Album 3: Seven And The Ragged Tiger by Duran Duran.
My sister was (and still is, I suppose) four years, six months and five days older that me. That’s a huge age gap when you’re a kid. The age difference meant that she didn’t want much to do with her pesky kid sister once she became a tween.
Like most girls in the 1980s, she was an enormous, all-encompassing fan of Duran Duran. If you remember the 80s at all, you remember Duran Duran. They were bigger than N’sync, The Backstreet Boys & Justin Bieber put together, and honestly, way cooler.

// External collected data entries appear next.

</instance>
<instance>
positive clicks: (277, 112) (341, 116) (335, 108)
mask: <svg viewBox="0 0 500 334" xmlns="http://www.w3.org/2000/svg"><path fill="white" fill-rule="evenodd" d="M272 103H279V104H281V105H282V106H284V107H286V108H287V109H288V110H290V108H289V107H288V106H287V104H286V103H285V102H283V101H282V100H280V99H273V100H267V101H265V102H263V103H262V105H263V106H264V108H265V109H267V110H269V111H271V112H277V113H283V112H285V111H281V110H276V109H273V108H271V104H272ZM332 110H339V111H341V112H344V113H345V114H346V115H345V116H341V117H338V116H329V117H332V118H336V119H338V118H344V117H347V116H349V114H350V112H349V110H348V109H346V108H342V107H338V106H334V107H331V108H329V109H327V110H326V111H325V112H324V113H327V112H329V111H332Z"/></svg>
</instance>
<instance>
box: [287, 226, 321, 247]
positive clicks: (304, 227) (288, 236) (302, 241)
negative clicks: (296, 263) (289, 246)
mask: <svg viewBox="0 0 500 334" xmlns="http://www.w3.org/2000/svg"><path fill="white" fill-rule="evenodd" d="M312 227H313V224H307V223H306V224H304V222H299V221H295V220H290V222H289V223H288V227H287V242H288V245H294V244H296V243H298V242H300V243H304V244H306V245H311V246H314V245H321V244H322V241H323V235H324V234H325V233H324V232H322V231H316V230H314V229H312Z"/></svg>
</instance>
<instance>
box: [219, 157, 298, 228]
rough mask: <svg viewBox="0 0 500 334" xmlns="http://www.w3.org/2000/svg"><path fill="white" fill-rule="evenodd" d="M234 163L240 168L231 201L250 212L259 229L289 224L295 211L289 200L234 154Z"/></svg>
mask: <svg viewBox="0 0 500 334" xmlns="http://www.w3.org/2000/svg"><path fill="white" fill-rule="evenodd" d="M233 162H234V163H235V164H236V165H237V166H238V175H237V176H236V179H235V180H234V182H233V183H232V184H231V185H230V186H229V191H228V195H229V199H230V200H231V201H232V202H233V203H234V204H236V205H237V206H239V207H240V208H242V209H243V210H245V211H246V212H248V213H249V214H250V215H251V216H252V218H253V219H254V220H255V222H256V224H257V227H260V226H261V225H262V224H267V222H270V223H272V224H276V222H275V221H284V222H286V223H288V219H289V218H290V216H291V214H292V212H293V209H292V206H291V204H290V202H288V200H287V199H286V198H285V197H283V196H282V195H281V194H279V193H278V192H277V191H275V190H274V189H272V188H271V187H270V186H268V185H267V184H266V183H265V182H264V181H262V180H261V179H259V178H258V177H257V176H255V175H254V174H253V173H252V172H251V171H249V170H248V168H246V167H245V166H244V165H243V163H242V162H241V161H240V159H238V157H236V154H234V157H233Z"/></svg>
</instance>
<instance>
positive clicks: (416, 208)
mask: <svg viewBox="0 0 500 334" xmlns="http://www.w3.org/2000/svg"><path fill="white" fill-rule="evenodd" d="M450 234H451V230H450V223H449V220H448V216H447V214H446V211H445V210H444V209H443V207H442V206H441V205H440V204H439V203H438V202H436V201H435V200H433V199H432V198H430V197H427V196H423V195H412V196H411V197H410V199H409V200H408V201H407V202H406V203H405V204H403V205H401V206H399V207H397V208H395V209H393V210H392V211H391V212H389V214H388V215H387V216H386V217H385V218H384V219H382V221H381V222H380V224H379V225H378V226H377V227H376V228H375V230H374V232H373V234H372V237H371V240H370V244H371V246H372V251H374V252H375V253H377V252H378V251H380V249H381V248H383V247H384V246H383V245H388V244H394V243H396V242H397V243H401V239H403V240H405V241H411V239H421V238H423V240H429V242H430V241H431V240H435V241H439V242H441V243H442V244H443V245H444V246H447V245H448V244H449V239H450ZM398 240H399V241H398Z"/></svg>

My sister was in love with John Taylor. I was always a Simon girl myself, but one of my sister’s friends had dibs on Simon, so I got stuck with Roger. At least it wasn’t Andy. Nobody wanted Andy. Poor Andy.
My sister was a Duranny, so I was a Duranny by proximity. The furor that surrounded the release of Seven And The Ragged Tiger among schoolgirls was unbelievable. At that point, Duran Duran already had two massive albums under their belt and this was the newest!!! Like, OH MY GOD, A NEW DURAN DURAN ALBUM!!! SQUEEEEE!
I clearly recall going with my sister after Catholic school on the very day it was released and waiting in an interminable line to pick up a copy on vinyl. Then, she took it home and digested it, bit by bit, until she had consumed it all. She wouldn’t even let me in the same room with her until she had listened to it once all the way through.
Nobody would say so, but it wasn’t as good as the first two albums. This band and this album will always and forever remind me of my sister and that period in both of our lives.
I never really liked this album all that much (the title is the best part), but I’ll have to go for The Seventh Stranger, because it’s the most musically interesting.